Doing Data Science Book Review


Doing Data Science, written by Cathy O’Neil and Rachel Schutt is a welcome sight in the male-dominated tech industry. Here are two people that are eloquent and interesting. And unfortunately, it is for this very reason that the book failed to live up to my expectations.

I love Cathy’s no-nonsense down-to-earth style, but most of this book isn’t written by Cathy! It is written in the third person about lectures given by other people! This wasn’t made clear to me before I read the book so I was disappointed to find it disjointed and scattered. It is hard to keep data science consistent at the best of times, without complicating by adding multiple authors.

This meant that there were both overlaps and gaps and each chapter was completely different from the last. Sometimes I would consider one chapter to be beginner-level then it would jump into a chapter that is what I would consider advanced.

Also, this book was heavily statistics-focused. Some sections had a lot of math and all of the code was presented in R. I don’t mind that too much, but this is probably not the right fit for people coming from Engineering.

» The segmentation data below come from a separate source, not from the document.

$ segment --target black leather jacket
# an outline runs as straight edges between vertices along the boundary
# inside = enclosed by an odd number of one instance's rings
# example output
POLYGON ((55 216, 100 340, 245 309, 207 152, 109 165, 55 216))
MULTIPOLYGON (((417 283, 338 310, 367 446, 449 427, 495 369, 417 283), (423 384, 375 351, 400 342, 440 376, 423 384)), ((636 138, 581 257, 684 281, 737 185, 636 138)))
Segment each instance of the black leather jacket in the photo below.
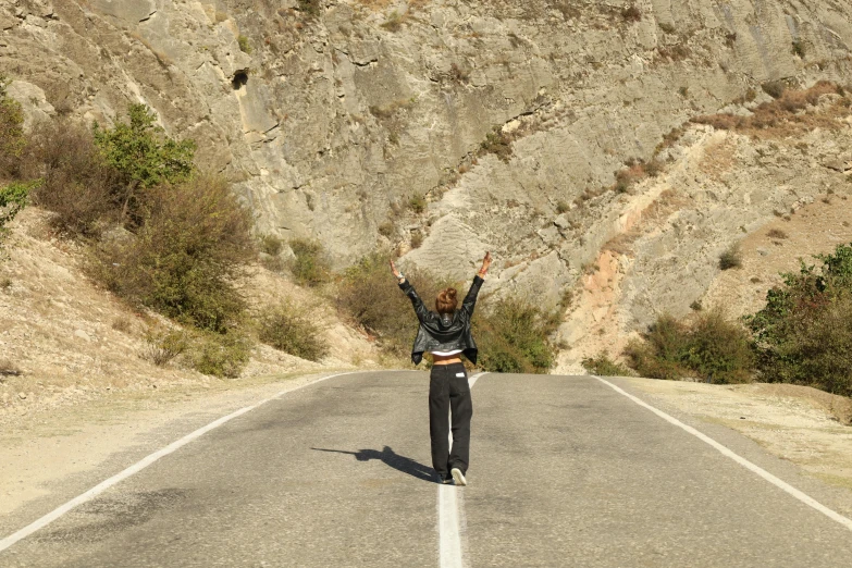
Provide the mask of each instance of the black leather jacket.
POLYGON ((420 329, 417 330, 415 345, 411 347, 411 360, 418 365, 423 359, 424 351, 452 351, 461 349, 470 362, 477 363, 477 344, 470 333, 470 318, 473 316, 473 307, 477 305, 477 295, 482 283, 485 282, 479 275, 473 276, 461 309, 454 313, 437 314, 423 306, 423 300, 415 292, 415 287, 406 280, 399 284, 399 288, 411 299, 417 319, 420 320, 420 329))

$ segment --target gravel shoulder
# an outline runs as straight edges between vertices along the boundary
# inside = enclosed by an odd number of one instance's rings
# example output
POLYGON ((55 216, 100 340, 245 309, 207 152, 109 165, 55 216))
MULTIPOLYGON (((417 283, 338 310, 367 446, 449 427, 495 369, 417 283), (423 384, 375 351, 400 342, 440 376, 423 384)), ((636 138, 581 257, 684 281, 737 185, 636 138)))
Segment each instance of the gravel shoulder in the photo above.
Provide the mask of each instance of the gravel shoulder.
POLYGON ((650 395, 649 402, 731 428, 807 474, 852 491, 850 398, 791 384, 625 381, 650 395))
POLYGON ((107 462, 118 472, 219 417, 334 372, 174 384, 22 417, 0 430, 0 517, 62 493, 65 480, 107 462))

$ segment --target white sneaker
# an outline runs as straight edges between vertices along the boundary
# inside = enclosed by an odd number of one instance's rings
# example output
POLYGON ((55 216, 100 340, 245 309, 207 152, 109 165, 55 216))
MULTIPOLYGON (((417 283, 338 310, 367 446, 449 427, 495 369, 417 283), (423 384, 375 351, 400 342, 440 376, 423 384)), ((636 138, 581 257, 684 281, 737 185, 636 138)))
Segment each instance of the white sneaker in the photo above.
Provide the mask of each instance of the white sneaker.
POLYGON ((453 476, 453 481, 456 482, 456 485, 461 485, 462 487, 468 484, 468 480, 465 479, 465 474, 461 472, 458 468, 453 468, 449 471, 449 474, 453 476))

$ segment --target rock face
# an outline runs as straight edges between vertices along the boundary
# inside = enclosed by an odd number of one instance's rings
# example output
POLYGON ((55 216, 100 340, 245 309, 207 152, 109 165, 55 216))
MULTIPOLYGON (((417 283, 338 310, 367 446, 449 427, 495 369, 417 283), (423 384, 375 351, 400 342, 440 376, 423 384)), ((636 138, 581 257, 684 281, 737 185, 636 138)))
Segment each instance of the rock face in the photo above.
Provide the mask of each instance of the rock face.
MULTIPOLYGON (((459 279, 489 249, 499 288, 543 306, 623 230, 625 196, 600 194, 627 160, 692 116, 748 114, 734 103, 773 82, 852 78, 850 0, 11 0, 0 28, 0 71, 38 89, 34 116, 109 123, 148 103, 261 233, 317 237, 337 266, 397 247, 459 279)), ((750 195, 718 221, 756 225, 794 197, 750 195)), ((693 232, 694 266, 649 258, 706 289, 725 235, 693 232)))

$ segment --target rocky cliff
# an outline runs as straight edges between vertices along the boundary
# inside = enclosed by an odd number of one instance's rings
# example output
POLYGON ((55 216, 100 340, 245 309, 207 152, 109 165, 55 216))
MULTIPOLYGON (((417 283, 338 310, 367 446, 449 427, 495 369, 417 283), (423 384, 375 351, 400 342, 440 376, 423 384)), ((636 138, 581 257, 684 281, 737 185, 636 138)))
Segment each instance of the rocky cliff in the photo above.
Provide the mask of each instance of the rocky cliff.
POLYGON ((619 333, 687 311, 720 250, 852 159, 845 131, 811 133, 818 152, 794 160, 711 126, 668 136, 779 85, 849 84, 849 0, 11 0, 0 28, 30 120, 109 123, 146 102, 235 182, 259 232, 317 237, 338 267, 384 246, 468 277, 490 249, 498 289, 554 306, 609 262, 618 285, 582 295, 569 343, 607 310, 619 333), (653 183, 612 190, 654 159, 653 183))

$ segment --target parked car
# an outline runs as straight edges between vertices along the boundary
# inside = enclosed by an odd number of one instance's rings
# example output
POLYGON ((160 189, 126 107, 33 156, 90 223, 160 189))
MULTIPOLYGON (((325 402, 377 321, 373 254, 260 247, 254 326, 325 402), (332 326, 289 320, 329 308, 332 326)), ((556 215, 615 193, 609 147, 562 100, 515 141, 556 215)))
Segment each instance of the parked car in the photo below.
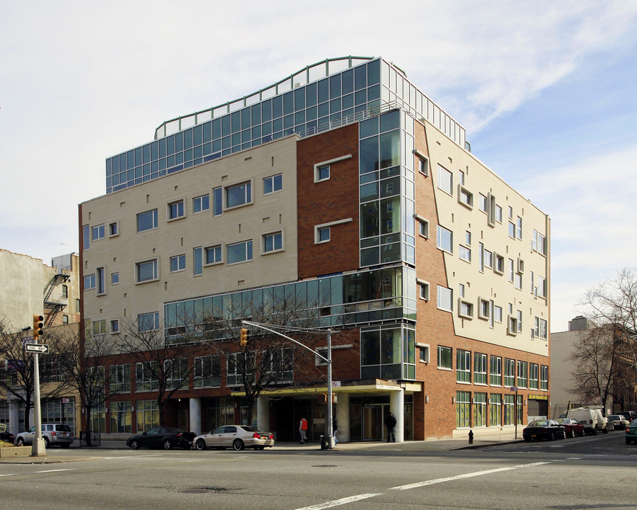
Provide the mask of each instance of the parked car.
POLYGON ((180 448, 190 450, 194 437, 194 432, 186 432, 180 429, 155 427, 142 434, 131 436, 126 440, 126 446, 133 450, 140 448, 162 448, 164 450, 180 448))
POLYGON ((633 441, 637 444, 637 419, 631 421, 631 424, 626 429, 626 443, 630 444, 633 441))
MULTIPOLYGON (((42 424, 42 438, 45 446, 59 445, 62 448, 69 448, 73 443, 73 431, 67 424, 42 424)), ((18 446, 30 445, 35 437, 35 426, 28 431, 21 432, 16 436, 16 444, 18 446)))
POLYGON ((248 425, 224 425, 212 432, 197 436, 193 444, 197 450, 209 448, 263 450, 274 446, 274 436, 272 432, 263 432, 248 425))
POLYGON ((615 429, 619 430, 626 430, 626 428, 630 424, 630 421, 621 414, 609 414, 607 416, 609 423, 612 422, 615 426, 615 429))
POLYGON ((13 434, 6 431, 6 424, 0 424, 0 441, 13 444, 13 434))
POLYGON ((599 409, 589 407, 568 409, 566 416, 577 420, 583 425, 584 430, 587 434, 596 434, 597 432, 608 432, 608 420, 602 416, 602 412, 599 409))
POLYGON ((555 420, 537 420, 527 425, 522 431, 522 437, 527 443, 533 439, 564 439, 566 429, 555 420))
POLYGON ((573 418, 558 418, 556 421, 564 427, 566 436, 568 437, 584 435, 584 426, 578 423, 578 421, 573 418))

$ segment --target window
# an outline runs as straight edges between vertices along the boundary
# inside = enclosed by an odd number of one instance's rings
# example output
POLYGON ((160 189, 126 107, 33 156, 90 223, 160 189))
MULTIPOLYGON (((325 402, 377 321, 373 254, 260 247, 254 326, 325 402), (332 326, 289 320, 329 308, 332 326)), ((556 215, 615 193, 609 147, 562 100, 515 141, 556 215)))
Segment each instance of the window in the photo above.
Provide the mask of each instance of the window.
POLYGON ((135 391, 156 391, 159 389, 157 362, 135 364, 135 391))
POLYGON ((450 288, 438 285, 437 307, 440 310, 447 312, 454 311, 454 292, 450 288))
POLYGON ((322 242, 328 242, 330 240, 330 227, 321 227, 316 229, 316 242, 318 244, 322 242))
POLYGON ((283 232, 264 234, 262 238, 263 242, 262 245, 263 253, 279 251, 283 249, 283 232))
POLYGON ((471 394, 470 392, 456 392, 456 426, 469 427, 471 426, 471 394))
POLYGON ((447 230, 444 227, 441 227, 440 225, 437 226, 437 246, 438 246, 438 249, 441 249, 443 251, 448 251, 449 253, 454 252, 454 234, 451 230, 447 230))
POLYGON ((474 383, 486 384, 486 354, 474 355, 474 383))
POLYGON ((471 353, 469 351, 456 350, 456 382, 471 382, 471 353))
POLYGON ((539 366, 537 363, 529 363, 529 389, 537 390, 539 382, 539 366))
POLYGON ((505 358, 504 385, 511 387, 515 385, 515 361, 505 358))
POLYGON ((438 368, 452 369, 452 348, 438 346, 438 368))
POLYGON ((228 264, 251 261, 252 241, 243 241, 234 244, 229 244, 226 260, 228 264))
POLYGON ((203 272, 203 248, 197 246, 193 249, 193 275, 197 276, 203 272))
POLYGON ((416 281, 420 289, 420 299, 429 301, 429 282, 425 281, 424 280, 417 280, 416 281))
POLYGON ((137 232, 157 228, 157 210, 140 212, 137 215, 137 232))
POLYGON ((108 367, 108 373, 111 392, 122 393, 130 391, 130 365, 111 365, 108 367))
POLYGON ((549 391, 549 367, 546 365, 540 366, 540 390, 549 391))
POLYGON ((502 394, 491 393, 489 395, 489 425, 495 426, 502 420, 502 394))
POLYGON ((418 171, 424 176, 429 175, 429 159, 423 156, 418 156, 418 171))
POLYGON ((438 188, 449 195, 454 194, 454 174, 440 164, 438 165, 438 188))
POLYGON ((154 281, 157 279, 157 259, 137 262, 135 264, 135 277, 137 283, 154 281))
POLYGON ((275 191, 280 191, 283 189, 283 174, 266 177, 263 179, 263 194, 269 195, 275 191))
POLYGON ((176 220, 177 218, 183 217, 184 208, 183 200, 178 200, 169 203, 168 205, 168 220, 176 220))
POLYGON ((97 241, 98 239, 104 239, 104 225, 97 225, 96 227, 93 227, 91 230, 93 232, 93 240, 97 241))
POLYGON ((330 178, 330 166, 323 165, 317 166, 314 175, 314 181, 321 182, 321 181, 327 181, 330 178))
POLYGON ((517 387, 525 388, 527 387, 527 378, 528 377, 528 373, 527 373, 527 370, 528 368, 528 363, 526 361, 518 361, 517 362, 517 387))
POLYGON ((219 216, 223 212, 223 190, 221 188, 215 188, 212 190, 212 215, 219 216))
POLYGON ((140 332, 159 329, 159 312, 153 312, 137 315, 137 329, 140 332))
POLYGON ((84 290, 95 288, 95 275, 84 276, 84 290))
POLYGON ((252 183, 247 182, 226 188, 226 208, 245 205, 252 202, 252 183))
POLYGON ((185 269, 185 255, 171 257, 171 273, 185 269))
POLYGON ((193 212, 201 212, 210 208, 210 196, 202 195, 193 199, 193 212))
POLYGON ((502 386, 502 358, 489 356, 489 384, 502 386))
POLYGON ((223 259, 222 257, 222 245, 217 244, 216 246, 208 246, 205 249, 206 251, 206 266, 209 264, 219 264, 223 262, 223 259))
POLYGON ((219 356, 195 358, 194 372, 195 388, 221 386, 221 364, 219 356))
POLYGON ((104 268, 97 268, 96 270, 95 283, 97 285, 96 293, 106 293, 106 270, 104 268))

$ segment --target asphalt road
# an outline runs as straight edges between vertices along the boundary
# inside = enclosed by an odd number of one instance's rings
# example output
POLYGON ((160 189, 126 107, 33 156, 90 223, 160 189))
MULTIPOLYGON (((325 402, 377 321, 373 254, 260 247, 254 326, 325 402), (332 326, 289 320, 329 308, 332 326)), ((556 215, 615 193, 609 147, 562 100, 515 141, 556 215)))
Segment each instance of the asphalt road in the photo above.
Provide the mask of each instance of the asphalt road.
POLYGON ((452 451, 405 443, 51 455, 61 462, 0 464, 0 509, 637 509, 637 446, 616 432, 452 451))

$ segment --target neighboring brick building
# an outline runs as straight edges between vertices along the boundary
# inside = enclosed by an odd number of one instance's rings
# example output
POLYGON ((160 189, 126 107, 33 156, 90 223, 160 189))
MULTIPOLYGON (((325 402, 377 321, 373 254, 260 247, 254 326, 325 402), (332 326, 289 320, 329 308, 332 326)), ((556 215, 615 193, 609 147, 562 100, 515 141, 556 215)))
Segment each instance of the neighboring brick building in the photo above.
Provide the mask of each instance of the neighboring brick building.
MULTIPOLYGON (((79 206, 86 329, 117 338, 132 318, 178 342, 180 310, 285 285, 319 296, 335 332, 340 441, 385 438, 390 410, 398 441, 499 434, 516 404, 520 424, 548 416, 550 220, 468 147, 382 58, 319 62, 166 123, 108 158, 107 194, 79 206)), ((240 421, 227 368, 176 393, 173 424, 240 421)), ((105 433, 143 429, 154 405, 122 373, 105 433)), ((304 414, 317 438, 324 391, 282 384, 259 425, 291 440, 304 414)))

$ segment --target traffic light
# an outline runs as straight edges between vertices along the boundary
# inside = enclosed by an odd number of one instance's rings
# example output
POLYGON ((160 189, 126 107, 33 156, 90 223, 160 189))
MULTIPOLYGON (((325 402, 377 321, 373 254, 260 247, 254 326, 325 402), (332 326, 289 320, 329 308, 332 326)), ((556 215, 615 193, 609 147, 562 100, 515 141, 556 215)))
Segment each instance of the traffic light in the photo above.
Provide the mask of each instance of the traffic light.
POLYGON ((33 339, 37 340, 42 334, 42 329, 44 327, 44 317, 38 314, 33 314, 33 339))

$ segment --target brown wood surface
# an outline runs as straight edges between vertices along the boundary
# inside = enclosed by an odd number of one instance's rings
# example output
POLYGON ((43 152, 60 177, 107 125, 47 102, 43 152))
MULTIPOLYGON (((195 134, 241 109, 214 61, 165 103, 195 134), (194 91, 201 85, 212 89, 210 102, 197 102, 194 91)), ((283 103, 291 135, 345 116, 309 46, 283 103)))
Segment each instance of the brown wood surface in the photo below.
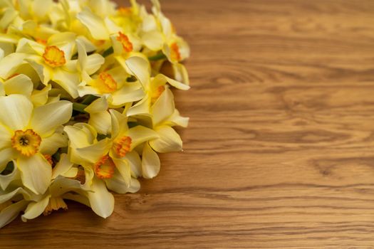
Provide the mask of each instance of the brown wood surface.
POLYGON ((69 203, 0 248, 374 248, 374 1, 161 2, 192 51, 185 152, 108 219, 69 203))

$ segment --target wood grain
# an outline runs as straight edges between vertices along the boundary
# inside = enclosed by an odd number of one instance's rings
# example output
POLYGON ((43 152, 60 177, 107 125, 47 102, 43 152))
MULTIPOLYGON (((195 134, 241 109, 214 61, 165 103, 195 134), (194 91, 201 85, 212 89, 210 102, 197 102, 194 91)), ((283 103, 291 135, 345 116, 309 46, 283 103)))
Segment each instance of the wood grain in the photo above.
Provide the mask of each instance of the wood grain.
POLYGON ((374 248, 374 1, 161 1, 192 51, 185 152, 110 218, 69 203, 0 248, 374 248))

But this book is different to others. It aims to give you a sense of what “real” data science is like. Like the vast majority of the time is not spent modelling. This is what I emphasise on my training courses, so I connected with the authors on this point.

There were some real insights too. I particularly like:

“It’s good to be smart, but being able to learn fast is even better: run experiments quickly to learn quickly.”

And:

“What model would be best for educating the data scientist?”

That’s a really interesting thought. It flips the idea of modelling on its head. You can only build the “best” model when you completely understand the domain. So instead of trying to model to improve performance, model to improve your knowledge of the domain.

I would recommend this book because there is some insightful content and it is wonderfully different to all of the other list-all-the-things style machine learning books. It also acknowledges that data science in business is different to what you read on Kaggle, et al. which I completely agree with. I just wish people would stop doing the mult-author thing. It never works well.

So don’t expect to go back to work with some new ideas for your code; read it on holiday instead.